Sunday 26 May 2013

The Other Typist by Suzanne Rindell - NYDailyNews.com

Ever so noir and a touch Gatsbyesque, “The Other Typist” is a twisty tale of a clerical worker at a Manhattan precinct house during Prohibition. Suzanne Rindell has written a novel so cinematic that it reads as if it’s in preproduction.

Rose refers to herself as being in the “police business.” She’s a typist who takes down and transcribes confessions, a graduate of the Astoria Stenographers College for Ladies who works on the lower East Side and lives in a Brooklyn rooming house. The year is 1924.

The delicious first line: “They said the typewriter would unsex us.”

Being desexualized is hardly an issue for Rose. Or rather, it’s already been taken care of. True, there was that “friendship” with another girl that seemed to cross a line at the Queens convent where Rose was raised. But her plain looks, mannish clothes and shrilly correct demeanor accomplish what nature could not, effectively stifling any suggestion of a sexual self.

Rose is repression personified, beating out 150 words per minute on a typewriter, 300 on the stenotype. She’s deadly accurate, too.

Sometimes it seems as if the roguish Lieutenant Detective is flirting with her, but she reserves what smoldering feelings are left unsuppressed for the safely married Sergeant. Until Odalie shows up, that is.

If Odalie were a cocktail, she’d be a blend of self-possession and class poured over allure. Add a dash of mystery and call it Rose’s Ruin.

Odalie strolls into the station house to apply for the job of the other typist. She makes an immediate impression on Rose.

“She was the dark epicenter of something we didn’t quite understand yet,” Rose observes, “the place where hot and cold mixed dangerously, and around her everything would change.”

Rose is almost as astute as she is susceptible. In just a flurry of time, she’s out of dreary Brooklyn and occupying the other bedroom in Odalie’s suite at a swank Manhattan hotel.
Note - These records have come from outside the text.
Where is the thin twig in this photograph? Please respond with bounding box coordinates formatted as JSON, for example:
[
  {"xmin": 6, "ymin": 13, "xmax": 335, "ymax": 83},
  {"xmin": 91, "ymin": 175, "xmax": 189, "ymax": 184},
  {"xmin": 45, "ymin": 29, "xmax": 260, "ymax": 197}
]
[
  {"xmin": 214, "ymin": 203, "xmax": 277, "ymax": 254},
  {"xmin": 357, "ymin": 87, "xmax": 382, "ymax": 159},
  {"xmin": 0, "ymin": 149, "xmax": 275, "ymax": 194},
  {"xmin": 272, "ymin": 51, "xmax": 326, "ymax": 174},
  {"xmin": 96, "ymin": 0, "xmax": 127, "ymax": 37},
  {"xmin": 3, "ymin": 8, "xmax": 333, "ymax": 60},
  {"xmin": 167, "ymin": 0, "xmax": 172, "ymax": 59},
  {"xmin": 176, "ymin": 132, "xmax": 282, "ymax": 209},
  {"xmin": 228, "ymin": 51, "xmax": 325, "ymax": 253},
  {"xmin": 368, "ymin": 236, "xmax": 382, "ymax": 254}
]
Rose is also joining Odalie at speakeasies. Since the main job of work at the precinct house is enforcing the Volstead Act, Rose has assumed a compromising position.

Rindell conjures the aura of vulgar decadence that Baz Luhrmann will soon bring to the screen in “The Great Gatsby.” She even throws Odalie and Rose into high society at a house party on Long Island. It’s at the mansion with vast property fronting both the Sound and the sea that the novel turns sinister.

Obviously, Odalie isn’t typing for money. Rose wises up to the real game fast. She’s also given several versions of Odalie’s past, even as Rose becomes complicit in the sordid present. We know all this, because Rose tells us so.


But can she be trusted? Rose, after all, is a worrisome package of obsession and repression. She may be able to record a confession almost faster than it can be spoken, but how good is she with the truth outside of the interrogation room?

“The Other Typist” is seductive, shady fun, an ideal read for the beach on West Egg.


ON OTHERS' WORDS

“The Golem and the Jinni" is a fantastical tale about, well, a golem and a jinni who cross paths in lower Manhattan at the turn of the last century. No one should have trouble picturing a golem on the lower East Side or a jinni in Tribeca, then or now.

Helene Wecker’s story begins in 1899 as a Polish Jew spends his remaining fortune on a golem — fashioned from clay into a human figure, as golems traditionally are. This particular golem is meant to serve as the man’s wife, as he prepares to emigrate to New York. He dies onboard ship, while she lives and ends up working in a Jewish bakery on the lower East Side.

Meanwhile, the jinni travels to Manhattan’s Little Syria in a flask opened by a tinsmith at his shop near Washington St. The golem, Chava, is lost without a master while the jinni, Ahmad, must rid himself of the wizard who first imprisoned this devilish spirit capable of taking human form.

The two inevitably meet and that Jewish-Arab chasm is nothing to these mystical, tormented beings. Each has a particular destiny to defy as they chase through the streets and over the rooftops of the long-ago city. The tale is meant to be magical, and it is, but Wecker’s real sleight of pen is re-creating Manhattan as it was then. She has a historian’s grasp of detail and a novelist’s flair.